Hofbauer, Gottfried (2019):Globaler Wandel - Kurze Anmerkungen zu einem komplexen Thema (2): Wir profitieren von den letzten Eiszeiten - www.gdgh.de/Berichte/b18 (20. Juli 2019).

Globaler Wandel
Kurze Anmerkungen zu einem komplexen Thema (2):
Wir profitieren von den letzten Eiszeiten


Gottfried Hofbauer, Erlangen (D/Germany)





Über den Sand- und Kalksteinen von Keuper und Muschelkalk liegt eine mächtige Abfolge von Lössen, die in den letzten Kalkzeiten von Wind abgelagert wurde. Farbig kräfigere Horizonte markieren Reste von Bodenbildungen aus dazwischen gelegenen wärmeren Klimaphasen.:
Steinbruch suedl. Kleinrinderfeld (Unterfranken). So kann man sich den Aufbau vieler Lössgebiete im Grunde vorstellen.
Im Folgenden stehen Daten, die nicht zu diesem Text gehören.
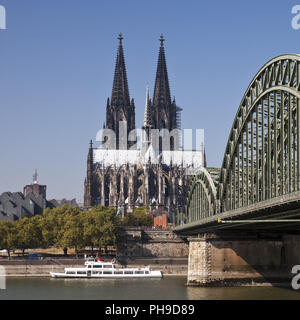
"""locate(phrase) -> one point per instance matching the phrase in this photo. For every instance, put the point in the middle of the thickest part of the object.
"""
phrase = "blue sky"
(56, 70)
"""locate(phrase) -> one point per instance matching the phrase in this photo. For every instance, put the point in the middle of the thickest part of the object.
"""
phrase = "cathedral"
(152, 170)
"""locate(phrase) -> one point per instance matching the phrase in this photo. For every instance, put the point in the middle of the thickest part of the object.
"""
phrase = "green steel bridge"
(258, 185)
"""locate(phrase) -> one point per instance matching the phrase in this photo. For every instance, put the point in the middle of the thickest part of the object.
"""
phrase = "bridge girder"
(262, 156)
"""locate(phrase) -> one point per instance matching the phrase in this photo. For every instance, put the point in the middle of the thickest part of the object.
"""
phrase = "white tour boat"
(101, 269)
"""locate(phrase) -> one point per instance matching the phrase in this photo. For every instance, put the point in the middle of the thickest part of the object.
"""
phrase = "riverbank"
(42, 268)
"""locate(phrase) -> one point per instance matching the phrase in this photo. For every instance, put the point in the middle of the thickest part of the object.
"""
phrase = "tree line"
(69, 227)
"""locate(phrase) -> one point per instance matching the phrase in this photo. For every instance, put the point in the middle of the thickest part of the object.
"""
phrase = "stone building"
(17, 205)
(125, 175)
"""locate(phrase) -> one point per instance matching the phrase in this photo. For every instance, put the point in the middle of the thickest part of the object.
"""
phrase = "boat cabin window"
(118, 272)
(139, 272)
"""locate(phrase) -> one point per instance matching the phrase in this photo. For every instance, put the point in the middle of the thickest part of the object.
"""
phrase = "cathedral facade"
(127, 174)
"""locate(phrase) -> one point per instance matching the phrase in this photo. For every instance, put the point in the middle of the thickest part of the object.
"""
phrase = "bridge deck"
(283, 207)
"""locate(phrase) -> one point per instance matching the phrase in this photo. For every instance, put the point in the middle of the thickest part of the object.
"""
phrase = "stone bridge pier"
(218, 259)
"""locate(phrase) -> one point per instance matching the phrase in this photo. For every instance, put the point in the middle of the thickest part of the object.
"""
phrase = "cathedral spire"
(120, 92)
(162, 94)
(147, 114)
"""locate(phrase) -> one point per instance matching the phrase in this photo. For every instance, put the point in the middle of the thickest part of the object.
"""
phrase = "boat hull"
(153, 274)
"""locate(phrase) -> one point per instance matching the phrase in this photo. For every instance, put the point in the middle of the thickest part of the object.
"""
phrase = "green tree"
(29, 233)
(71, 233)
(107, 224)
(139, 217)
(7, 236)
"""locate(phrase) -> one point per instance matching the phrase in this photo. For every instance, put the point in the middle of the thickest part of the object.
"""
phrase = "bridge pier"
(241, 259)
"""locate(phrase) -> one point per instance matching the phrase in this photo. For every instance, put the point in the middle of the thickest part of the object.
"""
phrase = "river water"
(167, 288)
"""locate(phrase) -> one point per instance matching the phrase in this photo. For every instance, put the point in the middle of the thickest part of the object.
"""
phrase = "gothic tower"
(165, 112)
(120, 108)
(88, 183)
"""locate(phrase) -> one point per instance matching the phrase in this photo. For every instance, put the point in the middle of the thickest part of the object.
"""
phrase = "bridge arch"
(202, 201)
(262, 157)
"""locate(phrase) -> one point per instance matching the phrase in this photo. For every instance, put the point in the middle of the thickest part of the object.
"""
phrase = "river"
(167, 288)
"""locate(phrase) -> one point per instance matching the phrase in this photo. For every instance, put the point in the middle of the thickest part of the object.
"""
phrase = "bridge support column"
(238, 259)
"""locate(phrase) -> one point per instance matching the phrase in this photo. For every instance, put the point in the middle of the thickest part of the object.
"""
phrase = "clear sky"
(57, 62)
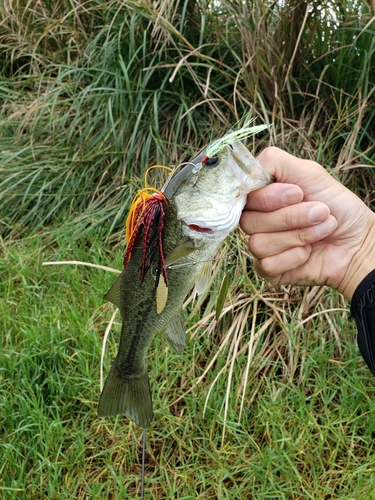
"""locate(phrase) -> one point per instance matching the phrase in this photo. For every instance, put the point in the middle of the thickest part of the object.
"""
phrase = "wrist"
(362, 262)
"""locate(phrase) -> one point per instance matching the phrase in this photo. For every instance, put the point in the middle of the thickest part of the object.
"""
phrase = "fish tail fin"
(129, 396)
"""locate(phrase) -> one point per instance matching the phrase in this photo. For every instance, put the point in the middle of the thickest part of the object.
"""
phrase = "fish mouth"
(200, 229)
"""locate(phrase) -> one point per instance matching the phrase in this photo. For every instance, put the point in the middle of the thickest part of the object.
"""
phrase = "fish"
(204, 200)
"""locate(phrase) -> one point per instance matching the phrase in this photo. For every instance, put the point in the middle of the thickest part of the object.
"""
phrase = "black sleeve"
(363, 311)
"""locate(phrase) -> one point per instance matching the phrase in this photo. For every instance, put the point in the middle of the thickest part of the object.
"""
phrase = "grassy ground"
(272, 401)
(305, 431)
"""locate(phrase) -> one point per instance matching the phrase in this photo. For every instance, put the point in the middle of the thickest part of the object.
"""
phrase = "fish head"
(213, 193)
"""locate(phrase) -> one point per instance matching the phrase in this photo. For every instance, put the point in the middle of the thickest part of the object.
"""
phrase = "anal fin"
(129, 396)
(174, 333)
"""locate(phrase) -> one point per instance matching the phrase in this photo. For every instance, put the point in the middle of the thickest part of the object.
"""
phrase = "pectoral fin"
(222, 296)
(113, 294)
(174, 333)
(179, 252)
(203, 280)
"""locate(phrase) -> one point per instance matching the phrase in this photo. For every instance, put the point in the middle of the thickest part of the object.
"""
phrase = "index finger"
(274, 196)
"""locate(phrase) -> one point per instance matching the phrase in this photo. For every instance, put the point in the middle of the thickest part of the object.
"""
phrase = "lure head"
(213, 193)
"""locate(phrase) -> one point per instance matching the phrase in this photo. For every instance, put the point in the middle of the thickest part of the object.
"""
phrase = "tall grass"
(93, 94)
(271, 401)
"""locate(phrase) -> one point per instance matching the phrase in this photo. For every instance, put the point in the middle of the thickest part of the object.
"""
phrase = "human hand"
(307, 228)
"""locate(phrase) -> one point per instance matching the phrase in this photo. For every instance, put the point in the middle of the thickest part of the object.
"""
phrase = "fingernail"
(291, 195)
(318, 213)
(327, 227)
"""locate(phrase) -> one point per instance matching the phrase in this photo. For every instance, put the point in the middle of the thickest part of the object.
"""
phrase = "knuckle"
(257, 245)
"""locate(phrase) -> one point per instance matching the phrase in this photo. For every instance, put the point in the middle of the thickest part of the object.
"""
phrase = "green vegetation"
(272, 401)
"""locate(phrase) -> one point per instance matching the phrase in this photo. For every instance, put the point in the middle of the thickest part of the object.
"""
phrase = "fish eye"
(211, 162)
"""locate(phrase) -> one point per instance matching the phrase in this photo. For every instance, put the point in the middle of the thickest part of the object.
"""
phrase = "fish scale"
(193, 232)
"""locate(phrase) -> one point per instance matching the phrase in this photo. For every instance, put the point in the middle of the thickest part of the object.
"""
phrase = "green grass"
(304, 432)
(272, 401)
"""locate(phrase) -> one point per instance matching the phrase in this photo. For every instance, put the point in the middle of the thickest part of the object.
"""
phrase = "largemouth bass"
(205, 198)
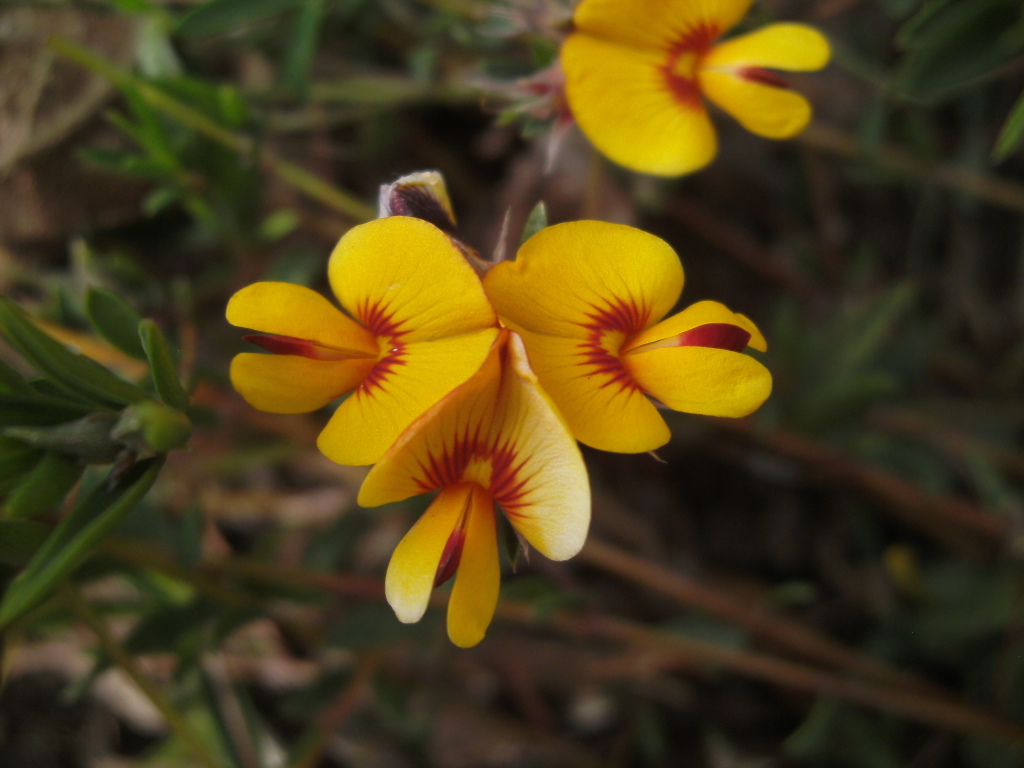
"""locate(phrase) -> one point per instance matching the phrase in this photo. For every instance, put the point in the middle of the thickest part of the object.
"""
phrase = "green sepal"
(90, 520)
(115, 321)
(44, 486)
(72, 372)
(150, 427)
(537, 220)
(165, 376)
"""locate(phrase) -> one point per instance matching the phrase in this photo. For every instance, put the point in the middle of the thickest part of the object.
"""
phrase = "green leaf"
(78, 534)
(15, 459)
(218, 16)
(115, 321)
(71, 371)
(44, 486)
(1012, 133)
(165, 376)
(19, 540)
(11, 382)
(537, 220)
(302, 46)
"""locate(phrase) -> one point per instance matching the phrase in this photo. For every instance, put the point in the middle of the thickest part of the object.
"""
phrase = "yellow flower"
(417, 326)
(496, 439)
(587, 297)
(637, 72)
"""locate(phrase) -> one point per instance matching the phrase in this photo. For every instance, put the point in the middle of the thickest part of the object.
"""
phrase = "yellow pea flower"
(637, 73)
(495, 439)
(587, 297)
(418, 325)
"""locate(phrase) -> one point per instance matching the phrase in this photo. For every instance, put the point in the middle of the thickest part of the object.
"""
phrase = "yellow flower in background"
(496, 439)
(587, 297)
(418, 325)
(637, 73)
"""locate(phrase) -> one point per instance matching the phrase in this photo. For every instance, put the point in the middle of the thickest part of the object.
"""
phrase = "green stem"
(295, 175)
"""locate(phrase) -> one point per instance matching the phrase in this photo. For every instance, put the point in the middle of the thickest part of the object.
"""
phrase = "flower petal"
(701, 380)
(701, 313)
(411, 573)
(765, 110)
(576, 279)
(794, 47)
(291, 384)
(287, 309)
(474, 595)
(400, 387)
(656, 24)
(624, 102)
(402, 276)
(600, 402)
(501, 431)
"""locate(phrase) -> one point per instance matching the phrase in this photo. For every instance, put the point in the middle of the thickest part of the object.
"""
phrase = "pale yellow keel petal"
(287, 309)
(702, 380)
(794, 47)
(411, 573)
(623, 101)
(474, 595)
(290, 384)
(603, 408)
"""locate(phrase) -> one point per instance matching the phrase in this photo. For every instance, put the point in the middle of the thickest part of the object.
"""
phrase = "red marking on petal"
(302, 347)
(382, 325)
(625, 316)
(693, 43)
(716, 335)
(763, 77)
(451, 555)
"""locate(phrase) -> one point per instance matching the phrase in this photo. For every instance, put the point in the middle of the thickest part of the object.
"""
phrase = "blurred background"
(834, 582)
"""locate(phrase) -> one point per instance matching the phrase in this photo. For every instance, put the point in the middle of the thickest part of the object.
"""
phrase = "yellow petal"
(402, 276)
(624, 102)
(582, 278)
(474, 595)
(704, 312)
(599, 400)
(287, 309)
(795, 47)
(701, 380)
(401, 386)
(411, 573)
(765, 110)
(500, 431)
(290, 384)
(657, 24)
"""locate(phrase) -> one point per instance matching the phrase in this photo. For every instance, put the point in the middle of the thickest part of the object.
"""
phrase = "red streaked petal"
(303, 347)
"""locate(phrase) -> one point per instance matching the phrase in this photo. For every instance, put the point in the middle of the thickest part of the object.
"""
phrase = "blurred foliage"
(877, 500)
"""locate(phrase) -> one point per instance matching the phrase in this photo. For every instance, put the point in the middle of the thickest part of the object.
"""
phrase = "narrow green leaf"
(19, 540)
(44, 486)
(71, 371)
(16, 458)
(77, 534)
(218, 16)
(302, 46)
(1012, 133)
(115, 321)
(165, 376)
(538, 220)
(11, 382)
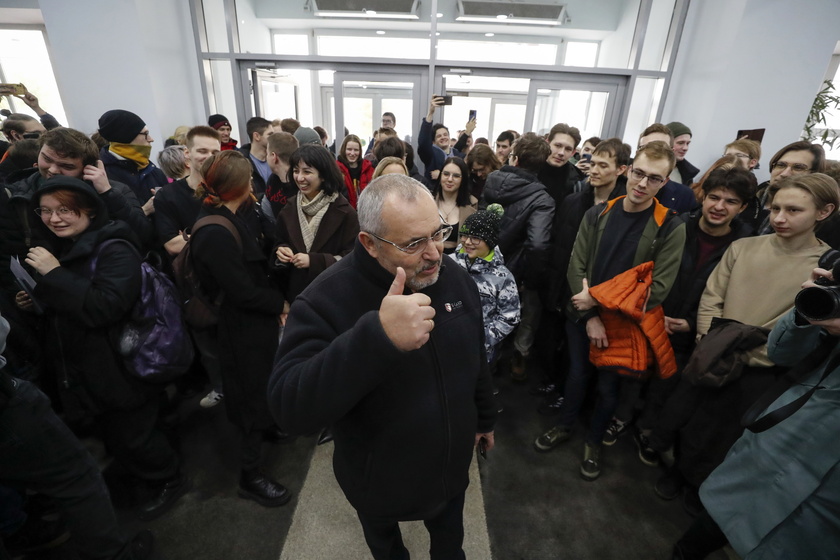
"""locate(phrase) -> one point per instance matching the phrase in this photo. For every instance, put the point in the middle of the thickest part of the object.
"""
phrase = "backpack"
(154, 343)
(200, 311)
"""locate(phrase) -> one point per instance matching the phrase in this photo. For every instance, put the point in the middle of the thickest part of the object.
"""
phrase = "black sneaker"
(647, 454)
(551, 405)
(552, 438)
(590, 467)
(544, 389)
(616, 429)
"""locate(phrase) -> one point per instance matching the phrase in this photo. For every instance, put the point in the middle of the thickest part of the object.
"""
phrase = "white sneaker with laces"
(212, 399)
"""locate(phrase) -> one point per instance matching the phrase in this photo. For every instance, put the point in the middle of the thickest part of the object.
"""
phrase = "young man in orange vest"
(631, 243)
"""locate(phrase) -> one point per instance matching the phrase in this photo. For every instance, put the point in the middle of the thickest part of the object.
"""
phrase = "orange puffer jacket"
(637, 339)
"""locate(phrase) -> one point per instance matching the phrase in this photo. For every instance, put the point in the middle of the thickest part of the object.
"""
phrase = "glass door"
(591, 107)
(361, 98)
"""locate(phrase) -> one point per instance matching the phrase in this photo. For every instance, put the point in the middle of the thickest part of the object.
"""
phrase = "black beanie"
(484, 224)
(217, 121)
(120, 126)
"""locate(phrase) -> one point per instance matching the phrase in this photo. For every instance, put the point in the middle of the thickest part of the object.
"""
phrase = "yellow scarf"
(135, 152)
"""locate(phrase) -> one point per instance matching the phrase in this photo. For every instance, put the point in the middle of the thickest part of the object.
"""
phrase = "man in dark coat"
(126, 158)
(387, 347)
(525, 234)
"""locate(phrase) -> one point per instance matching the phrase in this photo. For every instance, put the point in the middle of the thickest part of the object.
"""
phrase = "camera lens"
(818, 303)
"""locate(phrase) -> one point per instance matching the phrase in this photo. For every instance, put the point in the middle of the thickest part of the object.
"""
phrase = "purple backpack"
(153, 341)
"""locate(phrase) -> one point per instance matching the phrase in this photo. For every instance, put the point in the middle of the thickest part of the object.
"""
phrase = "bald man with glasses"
(387, 346)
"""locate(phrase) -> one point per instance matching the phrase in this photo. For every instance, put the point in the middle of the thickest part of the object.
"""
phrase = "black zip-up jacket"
(684, 299)
(404, 422)
(525, 231)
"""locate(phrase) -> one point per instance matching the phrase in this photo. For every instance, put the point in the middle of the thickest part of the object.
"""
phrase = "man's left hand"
(584, 301)
(489, 438)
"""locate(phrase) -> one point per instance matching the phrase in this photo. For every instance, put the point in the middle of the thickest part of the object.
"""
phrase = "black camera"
(821, 302)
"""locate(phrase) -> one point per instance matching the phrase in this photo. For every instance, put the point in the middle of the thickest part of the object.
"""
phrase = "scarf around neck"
(134, 152)
(310, 213)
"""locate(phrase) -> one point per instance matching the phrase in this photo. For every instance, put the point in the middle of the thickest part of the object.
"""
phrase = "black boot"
(164, 497)
(254, 485)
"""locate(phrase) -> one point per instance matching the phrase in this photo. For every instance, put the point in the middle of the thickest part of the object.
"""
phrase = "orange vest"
(636, 339)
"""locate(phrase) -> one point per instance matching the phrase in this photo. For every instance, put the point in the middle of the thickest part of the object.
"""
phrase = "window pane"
(496, 51)
(581, 54)
(376, 47)
(24, 59)
(291, 44)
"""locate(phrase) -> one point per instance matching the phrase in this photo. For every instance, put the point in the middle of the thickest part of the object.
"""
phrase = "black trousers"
(37, 451)
(446, 533)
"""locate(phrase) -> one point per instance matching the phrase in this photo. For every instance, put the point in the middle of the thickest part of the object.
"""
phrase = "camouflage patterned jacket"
(499, 296)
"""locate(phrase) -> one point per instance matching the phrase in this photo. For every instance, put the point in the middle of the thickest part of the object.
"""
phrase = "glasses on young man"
(416, 246)
(653, 180)
(795, 167)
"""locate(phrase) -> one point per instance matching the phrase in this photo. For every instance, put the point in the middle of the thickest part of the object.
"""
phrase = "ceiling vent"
(366, 9)
(507, 12)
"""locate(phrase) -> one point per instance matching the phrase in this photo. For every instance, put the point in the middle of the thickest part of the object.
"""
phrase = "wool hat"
(217, 121)
(120, 126)
(307, 135)
(484, 224)
(678, 129)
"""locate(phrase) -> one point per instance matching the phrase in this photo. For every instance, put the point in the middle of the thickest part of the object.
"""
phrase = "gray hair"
(172, 161)
(372, 199)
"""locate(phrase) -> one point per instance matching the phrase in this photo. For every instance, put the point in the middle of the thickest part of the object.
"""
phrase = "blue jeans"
(577, 380)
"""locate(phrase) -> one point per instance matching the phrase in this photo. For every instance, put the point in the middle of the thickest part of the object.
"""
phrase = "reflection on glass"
(616, 45)
(291, 44)
(216, 25)
(24, 60)
(377, 47)
(656, 37)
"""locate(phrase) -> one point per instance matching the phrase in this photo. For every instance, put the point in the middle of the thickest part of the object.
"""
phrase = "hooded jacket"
(404, 422)
(637, 337)
(525, 231)
(84, 307)
(499, 296)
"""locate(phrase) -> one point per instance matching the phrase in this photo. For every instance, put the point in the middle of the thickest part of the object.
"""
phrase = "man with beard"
(386, 346)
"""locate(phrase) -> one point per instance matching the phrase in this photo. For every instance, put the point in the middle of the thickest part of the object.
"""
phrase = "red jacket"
(637, 338)
(366, 177)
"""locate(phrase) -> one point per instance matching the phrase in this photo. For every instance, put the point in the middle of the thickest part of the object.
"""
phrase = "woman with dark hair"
(452, 195)
(317, 227)
(87, 291)
(248, 330)
(357, 171)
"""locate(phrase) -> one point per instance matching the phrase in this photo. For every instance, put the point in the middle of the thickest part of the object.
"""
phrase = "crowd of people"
(587, 266)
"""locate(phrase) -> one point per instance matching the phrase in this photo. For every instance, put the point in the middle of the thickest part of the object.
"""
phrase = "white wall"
(747, 64)
(137, 55)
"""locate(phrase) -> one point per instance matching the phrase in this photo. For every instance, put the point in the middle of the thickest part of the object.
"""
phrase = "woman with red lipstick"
(453, 198)
(317, 227)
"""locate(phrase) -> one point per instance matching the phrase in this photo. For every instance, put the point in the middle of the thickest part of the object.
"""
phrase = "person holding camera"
(775, 494)
(753, 285)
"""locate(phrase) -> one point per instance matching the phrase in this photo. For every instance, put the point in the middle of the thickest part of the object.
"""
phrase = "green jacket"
(662, 242)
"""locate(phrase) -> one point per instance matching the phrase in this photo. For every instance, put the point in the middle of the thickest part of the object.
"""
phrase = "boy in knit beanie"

Wir profitieren von den letzten Eiszeiten

Die nacheiszeitliche Bevölkerungsentwicklung - also im Grunde das Wachstum der letzten 10.000 Jahre - verdanken wir nicht zuletzt auch den guten Böden, die sich am Rande der ehemals vereisten Gebiete entwickeln konnten. Aus den weitgehend kahlen Landschaften der Eisrandgebiete oder den damals in voller Breite von verwilderten Flüssen eingenommenen Talgründen konnte der Wind Staub ausblasen und an anderen Stellen, und dort oft auch flächendeckend, wieder ablagern.

Dieses feinkörnige, vom Wind abgesetzte Sediment wird L ö s s genannt. In Hinblick auf die Bodenqualität hat Löss viele positive Eigenschaften: die Böden sind gut durchlüftet, locker, trocken und sehr nährstoffreich, da der Staub auch viele feine Mineralkörner sowie zerriebenen Kalk enthält. So konnten sich nach jeder Eiszeit die Böden gleichsam von einer nahezu idealen Ausgangssituation her völlig neu entwickeln. Weltweit sind fast alle für die Ernährung wesentlichen "Kornkammern" in solchen Lössgebieten angelegt.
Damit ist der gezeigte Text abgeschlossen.